57| Sebutlah Itu Cerita

328 31 4
                                    

••••••••••••••••••••••••••••••••••••••••••••••••••••••••••••••••••

Pada akhirnya aku berhenti memilih. Memilih mereka yang menakjubkan dan menawarkan hal hal yang membuatku takjub
Sebab aku sedah menjatuhkan pilihan pada dia yang bersedia menerima segala kekurangan dan keburukkan yang ada padaku tanpa sekalipun menuntut.


-Aisyah Humairah-

••••••••••••••••••••••••••••••••••••••••••••••••••••••••••••••••••


"keadaannya kembali memburuk havva. Kemajuan yang sempat timbul ternyata tidak bertahan lama. Aku sudah melakukan yang terbaik havva. Tapi tetap saja jantungnya masih lemah. Sekarang yang kita tunggu hanyalah sebuah keajaiban dan mukjizat yang diberikan allah swt."
Begitulah penjelasan dokter hanif yang membuat aku gemetar.
Bagaimana aku akan menyampaikannya pada caca? Kejadian demi kejadian, berita demi berita banyak yang muncul hari ini akan menyakitkan hati caca.
Awalnya aku akan memberitahu bahwa keadaan fathan yang sempat drop sudah sedikit membaik.
Namun belum sempat aku memberitahukan satu berita kepadanya, aku harus menambah list bahwa akhir dari berita yang aku sampaikan ternyata berita buruk.

Aku berbalik.
Menyaksikan caca yang masih tersenyum memandang langit.
Aku tau, senyum itu sendu, senyum itu luka dan dia sedang berusaha menutupinya dengan bahagia.
Aku tau sebab aku adalah seorang perempuan.

Meski aku belum memeiliki kehidupan seperti caca, aku juga pernah merasakan sakit yang teramat dalam sewaktu menyadari bahwa orang yang paling kita cinta dan paling berharga telah tiada.

Aku saja bahkan tidak pernah merasakan cinta begitu dalam darinya.
Dia pergi saat mengantarkanku pada kehidupan dunia.
Sakit bukan?
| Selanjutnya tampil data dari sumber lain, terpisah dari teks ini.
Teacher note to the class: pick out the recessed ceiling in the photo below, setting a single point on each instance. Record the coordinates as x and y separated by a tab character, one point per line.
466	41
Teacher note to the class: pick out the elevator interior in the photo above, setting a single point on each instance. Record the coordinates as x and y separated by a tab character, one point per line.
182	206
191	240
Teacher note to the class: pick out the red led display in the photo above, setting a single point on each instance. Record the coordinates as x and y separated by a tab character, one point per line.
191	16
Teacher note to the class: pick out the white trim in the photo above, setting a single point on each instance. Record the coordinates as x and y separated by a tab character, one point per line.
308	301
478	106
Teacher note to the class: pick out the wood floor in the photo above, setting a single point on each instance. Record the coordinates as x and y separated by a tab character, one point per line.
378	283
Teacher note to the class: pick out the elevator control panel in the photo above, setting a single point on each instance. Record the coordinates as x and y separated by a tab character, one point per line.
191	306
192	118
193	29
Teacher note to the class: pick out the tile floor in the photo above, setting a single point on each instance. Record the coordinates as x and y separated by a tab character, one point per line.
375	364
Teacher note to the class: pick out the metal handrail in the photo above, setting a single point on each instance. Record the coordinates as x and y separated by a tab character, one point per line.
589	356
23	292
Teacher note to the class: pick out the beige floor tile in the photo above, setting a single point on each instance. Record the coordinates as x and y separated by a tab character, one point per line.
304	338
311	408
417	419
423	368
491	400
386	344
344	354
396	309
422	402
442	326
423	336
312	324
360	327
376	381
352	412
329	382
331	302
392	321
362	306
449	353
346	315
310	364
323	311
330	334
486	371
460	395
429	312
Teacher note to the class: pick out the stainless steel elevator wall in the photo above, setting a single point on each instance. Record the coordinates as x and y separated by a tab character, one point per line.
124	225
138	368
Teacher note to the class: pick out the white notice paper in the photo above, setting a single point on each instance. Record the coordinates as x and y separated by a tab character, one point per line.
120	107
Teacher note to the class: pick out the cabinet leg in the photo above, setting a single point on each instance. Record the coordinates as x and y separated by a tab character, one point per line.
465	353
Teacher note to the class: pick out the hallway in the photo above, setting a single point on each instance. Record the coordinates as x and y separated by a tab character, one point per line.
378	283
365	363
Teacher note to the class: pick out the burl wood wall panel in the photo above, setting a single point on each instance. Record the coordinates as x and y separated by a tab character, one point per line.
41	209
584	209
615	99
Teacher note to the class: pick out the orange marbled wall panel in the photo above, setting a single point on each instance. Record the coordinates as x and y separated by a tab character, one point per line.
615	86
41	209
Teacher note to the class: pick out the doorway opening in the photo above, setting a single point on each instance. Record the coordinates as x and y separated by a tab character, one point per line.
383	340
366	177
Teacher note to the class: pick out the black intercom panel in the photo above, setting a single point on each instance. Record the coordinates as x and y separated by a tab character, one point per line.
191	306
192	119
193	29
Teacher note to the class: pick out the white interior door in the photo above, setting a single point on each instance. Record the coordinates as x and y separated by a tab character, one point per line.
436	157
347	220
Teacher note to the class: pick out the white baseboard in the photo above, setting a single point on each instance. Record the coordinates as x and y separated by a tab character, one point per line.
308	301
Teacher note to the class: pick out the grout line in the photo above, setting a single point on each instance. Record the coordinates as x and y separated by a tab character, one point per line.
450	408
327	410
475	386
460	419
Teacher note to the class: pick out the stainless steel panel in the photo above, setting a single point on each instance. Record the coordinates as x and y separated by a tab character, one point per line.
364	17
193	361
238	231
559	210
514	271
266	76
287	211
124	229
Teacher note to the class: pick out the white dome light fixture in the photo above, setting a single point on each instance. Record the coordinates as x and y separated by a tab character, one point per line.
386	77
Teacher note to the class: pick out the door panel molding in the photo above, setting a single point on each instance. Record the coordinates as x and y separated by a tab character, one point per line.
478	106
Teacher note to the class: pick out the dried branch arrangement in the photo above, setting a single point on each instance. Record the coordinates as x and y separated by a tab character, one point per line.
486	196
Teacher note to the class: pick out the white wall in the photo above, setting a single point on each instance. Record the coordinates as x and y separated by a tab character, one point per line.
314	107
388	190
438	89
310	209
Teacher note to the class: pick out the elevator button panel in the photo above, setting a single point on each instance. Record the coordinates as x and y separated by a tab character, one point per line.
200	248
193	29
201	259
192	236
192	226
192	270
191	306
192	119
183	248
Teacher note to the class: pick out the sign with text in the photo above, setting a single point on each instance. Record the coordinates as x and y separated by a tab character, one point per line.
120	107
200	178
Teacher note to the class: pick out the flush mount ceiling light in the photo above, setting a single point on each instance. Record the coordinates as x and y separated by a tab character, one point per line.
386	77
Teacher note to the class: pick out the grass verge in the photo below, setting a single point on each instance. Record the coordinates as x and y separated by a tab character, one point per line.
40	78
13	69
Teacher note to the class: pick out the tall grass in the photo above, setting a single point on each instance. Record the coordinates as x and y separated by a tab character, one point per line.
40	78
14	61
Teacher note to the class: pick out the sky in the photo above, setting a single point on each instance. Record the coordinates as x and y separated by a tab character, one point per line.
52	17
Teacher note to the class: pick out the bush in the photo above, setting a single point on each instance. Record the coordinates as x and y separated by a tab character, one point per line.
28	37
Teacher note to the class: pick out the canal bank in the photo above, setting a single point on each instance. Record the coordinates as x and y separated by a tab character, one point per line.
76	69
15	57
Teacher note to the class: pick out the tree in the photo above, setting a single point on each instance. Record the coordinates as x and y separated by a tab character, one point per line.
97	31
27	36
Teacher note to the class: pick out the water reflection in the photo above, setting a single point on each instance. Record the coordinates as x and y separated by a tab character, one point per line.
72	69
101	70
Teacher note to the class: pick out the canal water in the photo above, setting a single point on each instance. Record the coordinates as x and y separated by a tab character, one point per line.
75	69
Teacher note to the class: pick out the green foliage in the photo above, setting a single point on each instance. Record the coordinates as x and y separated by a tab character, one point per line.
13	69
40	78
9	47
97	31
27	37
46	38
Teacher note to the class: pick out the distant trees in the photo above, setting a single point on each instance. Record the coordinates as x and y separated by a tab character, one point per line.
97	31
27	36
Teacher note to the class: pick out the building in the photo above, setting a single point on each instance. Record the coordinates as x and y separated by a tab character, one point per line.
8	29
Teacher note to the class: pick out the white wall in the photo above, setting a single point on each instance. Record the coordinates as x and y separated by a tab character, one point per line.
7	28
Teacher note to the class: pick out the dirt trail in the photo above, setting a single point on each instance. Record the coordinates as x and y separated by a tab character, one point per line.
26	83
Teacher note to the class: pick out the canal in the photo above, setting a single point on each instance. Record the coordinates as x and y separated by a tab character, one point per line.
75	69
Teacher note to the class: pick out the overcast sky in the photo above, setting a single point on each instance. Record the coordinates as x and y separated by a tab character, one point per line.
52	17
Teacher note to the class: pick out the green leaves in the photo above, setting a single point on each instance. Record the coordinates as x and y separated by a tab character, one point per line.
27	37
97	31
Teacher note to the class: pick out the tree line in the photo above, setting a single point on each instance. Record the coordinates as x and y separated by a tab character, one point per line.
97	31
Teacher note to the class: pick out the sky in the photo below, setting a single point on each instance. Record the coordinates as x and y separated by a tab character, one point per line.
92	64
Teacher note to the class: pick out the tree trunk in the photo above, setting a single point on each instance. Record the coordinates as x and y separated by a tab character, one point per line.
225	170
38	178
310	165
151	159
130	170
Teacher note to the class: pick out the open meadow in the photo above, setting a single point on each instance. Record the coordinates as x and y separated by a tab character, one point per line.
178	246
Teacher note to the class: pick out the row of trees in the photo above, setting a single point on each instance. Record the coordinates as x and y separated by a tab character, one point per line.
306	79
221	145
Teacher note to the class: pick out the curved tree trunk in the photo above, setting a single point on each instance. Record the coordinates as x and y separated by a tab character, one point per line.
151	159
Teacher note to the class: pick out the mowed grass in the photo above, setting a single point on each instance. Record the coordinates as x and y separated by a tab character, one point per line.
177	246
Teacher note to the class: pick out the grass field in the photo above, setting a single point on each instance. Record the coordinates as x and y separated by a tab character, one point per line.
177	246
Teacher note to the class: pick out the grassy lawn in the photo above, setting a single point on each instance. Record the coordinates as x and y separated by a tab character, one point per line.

Kadang aku berfikir kenapa saat itu aku tidak mengikutinya saja ke syurga?
Aku bahkan tidak ingat kapan terakhir kali melihat wajahnya.
Atau bahkan mungkin belum pernah melihat cahaya cintanya, ibuku maksudnya.

"ca."
aku bermohon kepada allah untuk diberi kekuatan saat mengatakan semuanya kepada caca.

"havva. Bolehkan aku bercerita?"
aku sedikit lega karena caca mengalihkan pembicaraanku.

"ah tentu boleh. Mau bercerita apa ca? masih ada satu setengah jam waktu kita sebelum masuk waktu sholat maghrib."
Aku berbicara sambil melihat kearah pergelangan tanganku yang dilingkari oleh jam tangan

"aku ingin bercerita tentang bang fathan. Aku ingin kau bertanya mengenai topic ynag ingin aku ceritakan sebelum aku bercerita."
Sudah kubilang bukan? Kadang pemikiran caca terlalu rumit. Bahkan hanya untuk sekedar bercerita
Aku memikirkan sesuatu.

"aku tertarik dengan ceritamu tentang penungguan yang tak jelas kepada fathan sewaktu dia pergi yang katanya tanpa member kabar lagi kepadamu. Apakah aku boleh tau?" sebenarnya yang ingin aku tanyakan bukan itu. Aku ingin bertanya bagaimana kehidupanmu selanjutnya jika nyatanya fathan akan pergi untuk mengakhiri tidur panjangnya.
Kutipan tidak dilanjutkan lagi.